Bill Hunter was killed just after midnight on the morning of April 23, 1964 - only a few hours after George Senator testified before Warren Commission counsel that he "could not recall" the meeting in Ruby's apartment. Hunter was seated at his desk in the press room of the Long Beach public safety building when detective Creighton Wiggins Jr. and his partner burst into the room. A single bullet fired from Wiggins' gun struck Hunter in the heart, killing him almost instantly. The mystery novel he was reading, entitled Stop This Man!, slipped blood-spattered from his fingers.

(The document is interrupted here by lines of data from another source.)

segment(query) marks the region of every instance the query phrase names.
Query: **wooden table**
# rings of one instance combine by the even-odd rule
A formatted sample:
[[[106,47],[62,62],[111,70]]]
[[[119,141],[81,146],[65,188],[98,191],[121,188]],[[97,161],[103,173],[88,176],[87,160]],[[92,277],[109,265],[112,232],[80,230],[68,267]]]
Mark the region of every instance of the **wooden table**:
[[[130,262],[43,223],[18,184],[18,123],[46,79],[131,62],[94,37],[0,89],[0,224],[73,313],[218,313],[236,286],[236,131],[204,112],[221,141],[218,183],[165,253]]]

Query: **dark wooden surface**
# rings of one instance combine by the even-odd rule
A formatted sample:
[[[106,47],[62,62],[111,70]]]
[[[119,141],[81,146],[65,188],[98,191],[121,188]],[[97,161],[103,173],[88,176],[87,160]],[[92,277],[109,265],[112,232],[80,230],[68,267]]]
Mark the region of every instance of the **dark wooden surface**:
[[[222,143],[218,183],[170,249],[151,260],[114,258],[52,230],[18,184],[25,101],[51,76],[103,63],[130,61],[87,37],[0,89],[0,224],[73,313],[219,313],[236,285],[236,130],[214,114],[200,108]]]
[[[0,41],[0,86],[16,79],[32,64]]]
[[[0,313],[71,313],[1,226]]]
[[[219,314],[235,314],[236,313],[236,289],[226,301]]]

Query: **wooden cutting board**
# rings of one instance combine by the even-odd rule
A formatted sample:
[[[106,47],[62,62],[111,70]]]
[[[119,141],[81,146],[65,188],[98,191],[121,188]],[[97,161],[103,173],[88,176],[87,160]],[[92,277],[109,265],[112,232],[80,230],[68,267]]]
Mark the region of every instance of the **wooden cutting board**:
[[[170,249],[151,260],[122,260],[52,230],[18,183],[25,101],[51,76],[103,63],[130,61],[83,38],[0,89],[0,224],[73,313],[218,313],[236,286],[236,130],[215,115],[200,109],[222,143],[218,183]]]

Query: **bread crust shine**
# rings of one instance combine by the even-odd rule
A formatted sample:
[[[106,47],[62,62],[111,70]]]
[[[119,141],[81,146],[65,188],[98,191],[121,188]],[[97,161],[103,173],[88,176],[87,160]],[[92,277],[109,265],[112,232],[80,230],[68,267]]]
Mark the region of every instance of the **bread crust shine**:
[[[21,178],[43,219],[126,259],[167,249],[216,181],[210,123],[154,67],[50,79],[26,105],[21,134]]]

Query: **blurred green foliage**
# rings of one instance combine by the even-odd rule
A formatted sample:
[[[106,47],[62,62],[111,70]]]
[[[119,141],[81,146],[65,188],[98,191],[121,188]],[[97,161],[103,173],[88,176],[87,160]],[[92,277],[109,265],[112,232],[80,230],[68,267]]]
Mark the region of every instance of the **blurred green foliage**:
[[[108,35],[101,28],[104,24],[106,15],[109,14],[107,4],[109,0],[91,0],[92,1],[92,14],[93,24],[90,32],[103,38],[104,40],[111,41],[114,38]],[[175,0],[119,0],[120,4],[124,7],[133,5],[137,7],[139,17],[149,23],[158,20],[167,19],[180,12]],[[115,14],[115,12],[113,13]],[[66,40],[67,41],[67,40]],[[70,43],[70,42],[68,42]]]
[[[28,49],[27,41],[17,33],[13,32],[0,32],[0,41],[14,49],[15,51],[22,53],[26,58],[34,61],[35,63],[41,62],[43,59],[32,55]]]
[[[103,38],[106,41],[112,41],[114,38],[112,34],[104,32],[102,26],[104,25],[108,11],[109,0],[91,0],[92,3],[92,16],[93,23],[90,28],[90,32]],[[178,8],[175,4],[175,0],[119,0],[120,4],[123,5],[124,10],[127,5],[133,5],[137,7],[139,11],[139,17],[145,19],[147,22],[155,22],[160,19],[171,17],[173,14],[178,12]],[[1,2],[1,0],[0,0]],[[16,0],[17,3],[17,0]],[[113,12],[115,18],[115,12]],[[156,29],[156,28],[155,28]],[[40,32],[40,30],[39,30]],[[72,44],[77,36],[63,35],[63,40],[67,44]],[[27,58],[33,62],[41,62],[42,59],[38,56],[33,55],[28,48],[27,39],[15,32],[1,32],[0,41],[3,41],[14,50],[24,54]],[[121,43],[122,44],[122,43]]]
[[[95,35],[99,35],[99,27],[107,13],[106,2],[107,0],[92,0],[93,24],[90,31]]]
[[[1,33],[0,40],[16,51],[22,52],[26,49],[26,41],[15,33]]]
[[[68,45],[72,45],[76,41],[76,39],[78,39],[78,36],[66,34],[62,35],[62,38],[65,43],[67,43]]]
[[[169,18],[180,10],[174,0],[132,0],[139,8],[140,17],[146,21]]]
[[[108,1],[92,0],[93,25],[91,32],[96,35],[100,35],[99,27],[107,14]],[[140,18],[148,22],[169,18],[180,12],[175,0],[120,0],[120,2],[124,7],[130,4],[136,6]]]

Wiggins' story underwent several changes. His final version was that he and his partner had been playing cops and robbers with guns drawn when his gun started to slip from his hand and went off. The two officers were convicted of involuntary manslaughter. Sentnece was suspended. There were so many contradictions in Wiggins' testimony that Bill Shelton, Hunter's city editor and old friend from Texas, is "still not satisfied" with the official verdict. He declines to comment about any possible connection between Hunter's death and the Kennedy assassination. "But I'd believe anything," he says. It is a curious footnote that Shelton's brother Keith was among the majority of Dallas newspapermen who found it expedient to leave their jobs after covering the assassination. Keith was president of the Dallas Press Club and gave up a promising career as political columnist for the Times-Herald to settle in a small north Texas town. One reporter who was asked to resign put it this way: "It looks like a studied effort to remove all the knowledgeable newsmen who covered the assassination."

(3) Bill Sloan, JFK: Breaking the Silence (1993)

At approximately 2 a.m. on the morning of April 23, 1964, Hunter was sitting at his desk in the press room of the Long Beach police station and reading a mystery novel entitled Stop This Man, when two detectives - both of whom were later described as "friends" of Hunter - came into the room.
Initially, there was considerable confusion over exactly what happened next. One officer was first quoted as saying he dropped his gun, causing it to discharge as it struck the floor. Later, he changed his story to say that he and the other detective were engaged in "horseplay" with their loaded weapons when the tragedy occurred.
Whatever the case, a single shot suddenly rang out, striking Hunter where he sat. An autopsy later showed that the .38-caliber bullet plowed straight through Hunter's heart.
He died instantly, without ever moving or saying a word.
"My boss called me at 2 a.m. and told me Bill Hunter had been shot," Bill Shelton recalls. "He wasn't satisfied with the story that the cop had dropped his gun, and as it turned out, that wasn't what happened at all."
The newspaper charged police with covering up the facts in the case, which Long Beach Police Chief William Mooney vigorously denied. Detectives Creighton Wiggins, Jr., and Errol F. Greenleaf were relieved of their duties and subsequently charged with involuntary manslaughter. In January 1965, both were convicted and given identical three-year probated sentences.
Two weeks after the shooting, in a letter of resignation to his chief, Detective Wiggins wrote: "It is a tragic thing that this must come about in this manner, for I have lost a wonderful friend in Bill Hunter and so have all the police officers of the department... he was truly the policeman's friend."
While Hunter's death made sensational headlines in California, it was scarcely noted 2,000 miles away in Dallas. Jim Koethe surely mourned his friend, but if he connected Hunter's death in any way with their visit to Ruby's apartment five months earlier, he didn't mention it to any of his acquaintances at the Times-Herald.